Jet tube servo valve

How to express the state equation of servo valve



The structure of servo valve usually includes electromagnetic torque motor, nozzle baffle mechanism, slide valve and feedback mechanism. In the process of modeling, it is necessary to comprehensively consider the coupling relationship between electromagnetic, mechanical and hydraulic fields. The basic idea of state equation is to divide the variables in the system into state variables, input variables and output variables, and describe the dynamic behavior of the system through a set of first-order differential equations.

First, the choice of state variables

When establishing the state equation of servo valve, the state variables should be selected reasonably first. Common state variables include:

-armature displacement $ x $;

-armature speed $ dot {x} $;

-coil current $ i $;

-hydraulic chamber pressures of $p_1$ and $p_2$ (if any);

  -spool displacement $y$.

These variables can completely describe the dynamic process inside the servo valve, and they are independent of each other.

Second, system dynamics modeling

Taking a typical force feedback servo valve as an example, its working principle is: the input current generates electromagnetic force through the coil, which drives the armature to move, then controls the gap between the nozzle baffle, changes the pressure difference of the hydraulic chamber, pushes the spool to move, and finally adjusts the flow of the hydraulic actuator.

  According to Newton’s second law and the basic law of circuit, the following dynamic equations canbe established:

1. Electromagnetic part:

  [ Lfrac{di}{dt} + Ri = u – K_f x ]

Where $L$ is the coil inductance, $R$ is the resistance, $u$ is the input voltage, and $K_f$ is the electromagnetic stiffness coefficient.

2. Mechanical part:

[ mddot{x} + cdot{x} + kx = K_f i – A(p_1 – p_2) ]

Where $m$ is the mass, $c$ is the damping coefficient, $k$ is the spring stiffness coefficient and $A$ is the effective area.

3. Hydraulic part:

[ frac{d(p_1 – p_2)}{dt} = frac{Q}{C_h} ]

Where $Q$ is the flow through the valve port and $C_h$ is the hydraulic volume.

Third, the expression of the equation of state

Arrange the above differential equation into the standard form of the state equation:

[

dot{mathbf{x}} = mathbf{A}mathbf{x} + mathbf{B}u

]

[

mathbf{y} = mathbf{C}mathbf{x} + mathbf{D}u

]

Among them:

-$ mathbf {x} = [x, dot {x}, I, (p _ 1-p _ 2)] t $ is the state vector;

-$u$ is the input vector (voltage);

-$mathbf{y}$ is the output vector (such as spool displacement or flow);

-$ mathbf {a}, mathbf {b}, mathbf {c} and mathbf {d} $ are state matrix, input matrix, output matrix and direct transfer matrix respectively.

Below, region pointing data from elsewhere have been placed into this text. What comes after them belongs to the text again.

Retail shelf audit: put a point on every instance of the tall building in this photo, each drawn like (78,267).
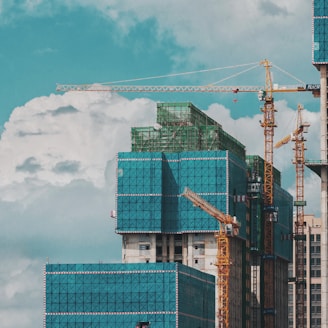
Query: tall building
(320,61)
(169,247)
(186,148)
(312,273)
(161,295)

The specific matrix form can be obtained by sorting out the above differential equations, and it usually needs linearization (such as approximation in a small signal range) to facilitate the design of the control system.

Fourth, the application and significance

The state equation model of servo valve is of great significance in modern control theory. Through the equation of state, it is convenient to:

-System stability analysis;

-State observer design;

-Realization of optimal control strategy;

-Numerical simulation and parameter optimization.

In addition, the state equation can also be used in the design of digital controller to improve the responsiveness and anti-interference ability of servo system.

tag

To sum up, the state equation of the servo valve is a mathematical abstraction of the dynamic behavior of the system and an important bridge connecting the physical model with the control design. With the development of hydraulic servo technology, the application of state equation will be more extensive, which plays an irreplaceable role in improving the performance of the system.